Merry Christmas: Obama Engineers the Death Panels’ Return
You know who predicted all this...
December 28, 2010 - 10:11 am
What did you get for Christmas? Maybe a new cell phone, some clothes, a TV or video game?
You also got the beginnings of a federally funded death panel. Merry Christmas!
When a proposal to encourage end-of-life planning touched off a political storm over “death panels,” Democrats dropped it from legislation to overhaul the health care system. But the Obama administration will achieve the same goal by regulation, starting Jan. 1.
Under the new policy, outlined in a Medicare regulation, the government will pay doctors who advise patients on options for end-of-life care, which may include advance directives to forgo aggressive life-sustaining treatment.
How nice. This is our president in a nutshell: Public finds out about horrid policy, opposes it, Congress acquiesces and stops it, only to have Obama instate it by executive fiat anyway.
The amusing bonus in all this is that, in 2009, it was the New York Times that did its best to knock down the whole death panel thing. Now here they are confirming that it has returned.
So…what else did you get for Christmas? A feast? Maybe a new Blu-Ray player?
How about federal control of your state’s air quality system, which will lead to higher energy prices at a time when gas prices are already sneaking up toward $3 a gallon. If you’re in Texas, that’s just what you got. Merry Christmas!
The U.S. Environmental Protection Agency said it will take control of carbon-emission rules in Texas after Governor Rick Perry rejected new federal regulations intended to combat climate change.
The EPA will decide directly on greenhouse-gas permits for companies seeking to build or upgrade power plants and oil refineries in Texas, the agency said today in a statement. The EPA’s nationwide carbon rules, imposed under the Clean Air Act, take effect Jan. 2.
There are a couple of facts on this that are worth pointing out. One, Texas’ air quality regime has been in place since the 1990s, has enjoyed bipartisan support, and has been extremely effective. But the EPA just cannot abide not having control, and Obama is hell-bent on forcing energy prices to skyrocket via cap and trade, so here we are. Once again, Congress considered a policy, the public rose up to oppose it, Congress opted out, but President Obama opted in anyway.
Texas is fighting the EPA on this, of course.
So…what else did you get for Christmas? Maybe a new computer? Or a new router to speed up your home network?
Well, you also got federal meddling in the Internet via the FCC. Merry Christmas! Once again, this is Obama imposing his will in spite of what the American people want. As Rich Lowry writes, we’re seeing a triumph of bureaucracy over small-r republican governance.
More than half of likely voters don’t want the Federal Communications Commission (FCC) to regulate the Web as it does radio and television, according to a survey from Rasmussen Reports.
Fifty-four percent of likely voters oppose such regulation, while just 21 percent support it, according to the survey of likely voters taken just after the FCC last week approved Chairman Julius Genachowski’s plan to prevent discrimination by Internet service providers against certain websites or applications.
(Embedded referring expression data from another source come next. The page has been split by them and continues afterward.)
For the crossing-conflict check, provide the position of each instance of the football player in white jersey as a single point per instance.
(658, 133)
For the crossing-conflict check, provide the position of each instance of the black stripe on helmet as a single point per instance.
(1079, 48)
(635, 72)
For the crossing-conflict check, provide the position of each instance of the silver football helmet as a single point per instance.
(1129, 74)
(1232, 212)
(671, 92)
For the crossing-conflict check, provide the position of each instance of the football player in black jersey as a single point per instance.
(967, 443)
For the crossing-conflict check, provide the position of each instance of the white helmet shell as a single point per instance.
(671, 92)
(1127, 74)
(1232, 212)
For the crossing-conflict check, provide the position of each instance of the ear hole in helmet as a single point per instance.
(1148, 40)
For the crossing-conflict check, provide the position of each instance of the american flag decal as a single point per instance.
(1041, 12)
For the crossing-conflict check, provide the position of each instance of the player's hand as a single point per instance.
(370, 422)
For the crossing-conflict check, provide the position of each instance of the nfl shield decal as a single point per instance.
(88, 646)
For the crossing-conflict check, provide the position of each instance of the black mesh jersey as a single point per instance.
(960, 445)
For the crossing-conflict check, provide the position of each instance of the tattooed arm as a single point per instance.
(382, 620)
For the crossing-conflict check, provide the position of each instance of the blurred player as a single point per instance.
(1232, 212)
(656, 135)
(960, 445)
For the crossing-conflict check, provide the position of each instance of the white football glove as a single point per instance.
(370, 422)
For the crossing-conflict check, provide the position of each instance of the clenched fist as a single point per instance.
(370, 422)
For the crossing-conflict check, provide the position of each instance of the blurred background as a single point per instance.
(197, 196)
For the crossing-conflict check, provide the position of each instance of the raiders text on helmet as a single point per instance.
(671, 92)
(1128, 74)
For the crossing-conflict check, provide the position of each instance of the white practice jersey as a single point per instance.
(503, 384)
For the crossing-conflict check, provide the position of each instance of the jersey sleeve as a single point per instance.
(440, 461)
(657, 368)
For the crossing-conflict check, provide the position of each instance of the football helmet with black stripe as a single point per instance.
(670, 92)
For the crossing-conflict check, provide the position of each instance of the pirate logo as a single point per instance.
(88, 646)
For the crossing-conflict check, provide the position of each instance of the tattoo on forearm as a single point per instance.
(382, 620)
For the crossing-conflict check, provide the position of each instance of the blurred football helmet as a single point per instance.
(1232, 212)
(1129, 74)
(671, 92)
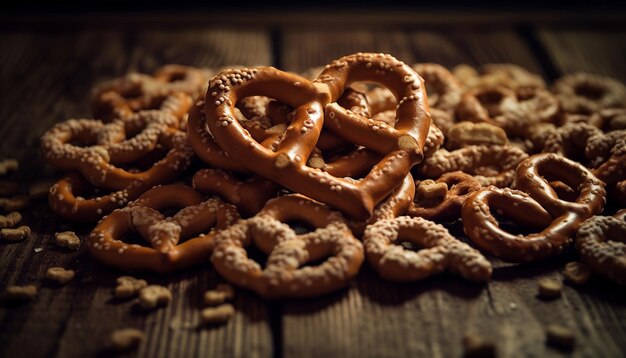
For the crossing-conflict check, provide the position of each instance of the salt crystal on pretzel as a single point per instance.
(167, 252)
(284, 274)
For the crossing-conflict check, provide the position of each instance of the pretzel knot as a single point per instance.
(601, 245)
(285, 162)
(284, 274)
(535, 206)
(176, 242)
(109, 147)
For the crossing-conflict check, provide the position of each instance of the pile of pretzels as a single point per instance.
(350, 162)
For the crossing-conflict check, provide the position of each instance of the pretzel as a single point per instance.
(490, 165)
(600, 243)
(99, 163)
(508, 75)
(285, 164)
(282, 275)
(535, 206)
(469, 133)
(171, 89)
(440, 251)
(166, 252)
(248, 196)
(570, 140)
(608, 153)
(445, 204)
(505, 108)
(585, 93)
(444, 93)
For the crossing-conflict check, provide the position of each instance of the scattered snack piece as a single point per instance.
(154, 295)
(549, 288)
(126, 339)
(9, 188)
(60, 275)
(476, 346)
(39, 190)
(18, 234)
(67, 239)
(14, 203)
(222, 293)
(577, 273)
(217, 315)
(560, 337)
(20, 293)
(8, 165)
(128, 286)
(10, 219)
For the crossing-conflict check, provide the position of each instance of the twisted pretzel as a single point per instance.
(285, 164)
(167, 252)
(98, 164)
(490, 165)
(283, 275)
(535, 206)
(248, 196)
(600, 243)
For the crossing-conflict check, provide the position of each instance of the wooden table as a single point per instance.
(47, 68)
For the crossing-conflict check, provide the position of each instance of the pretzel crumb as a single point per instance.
(8, 165)
(10, 219)
(39, 190)
(60, 275)
(577, 273)
(153, 296)
(549, 288)
(14, 203)
(67, 239)
(219, 295)
(20, 293)
(126, 339)
(476, 346)
(18, 234)
(128, 286)
(217, 315)
(560, 337)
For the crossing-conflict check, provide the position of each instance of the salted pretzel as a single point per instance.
(286, 163)
(444, 93)
(248, 196)
(570, 140)
(490, 165)
(441, 200)
(171, 89)
(99, 163)
(503, 107)
(439, 250)
(180, 241)
(600, 243)
(552, 220)
(284, 274)
(585, 93)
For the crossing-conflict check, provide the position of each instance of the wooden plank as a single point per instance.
(429, 318)
(76, 320)
(587, 50)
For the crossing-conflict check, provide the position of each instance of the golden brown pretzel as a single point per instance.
(248, 196)
(167, 252)
(98, 164)
(402, 146)
(282, 275)
(535, 206)
(600, 243)
(441, 205)
(491, 165)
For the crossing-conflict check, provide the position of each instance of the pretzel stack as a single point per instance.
(357, 154)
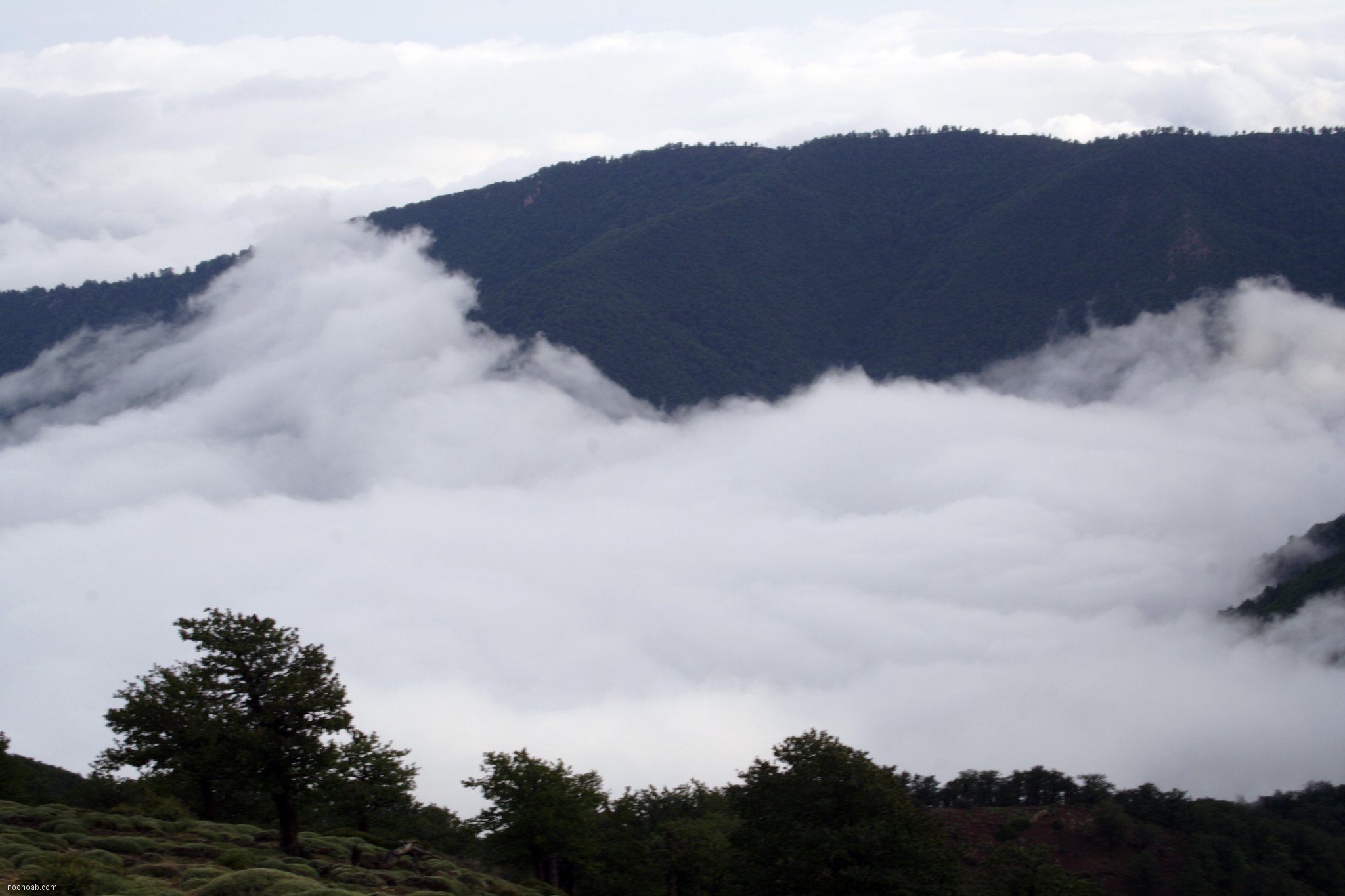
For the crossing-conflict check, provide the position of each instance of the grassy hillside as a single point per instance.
(1309, 566)
(79, 852)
The people oppose, even the courts oppose in this case, yet Obama rolls ahead anyway. Lather, rinse, repeat.
Sarah Palin took and continues to take heat for the “death panels” rhetoric, but she was right. She was smart enough to see what Obama intended, and she was strong enough to take the heat for pointing it all out, and never backed down. Just thought I’d point that out.
The onus is now on the Republicans to push back on Obama’s regulatory advances in the 112th Congress. That’s what they were elected to do, and it’s clear that post-shellacking Barack Obama intends to advance as much of his agenda as he can get away with. Evidently, fighting Obama’s regulatory state is what the Republicans plan to do. The next two years should prove to be very interesting.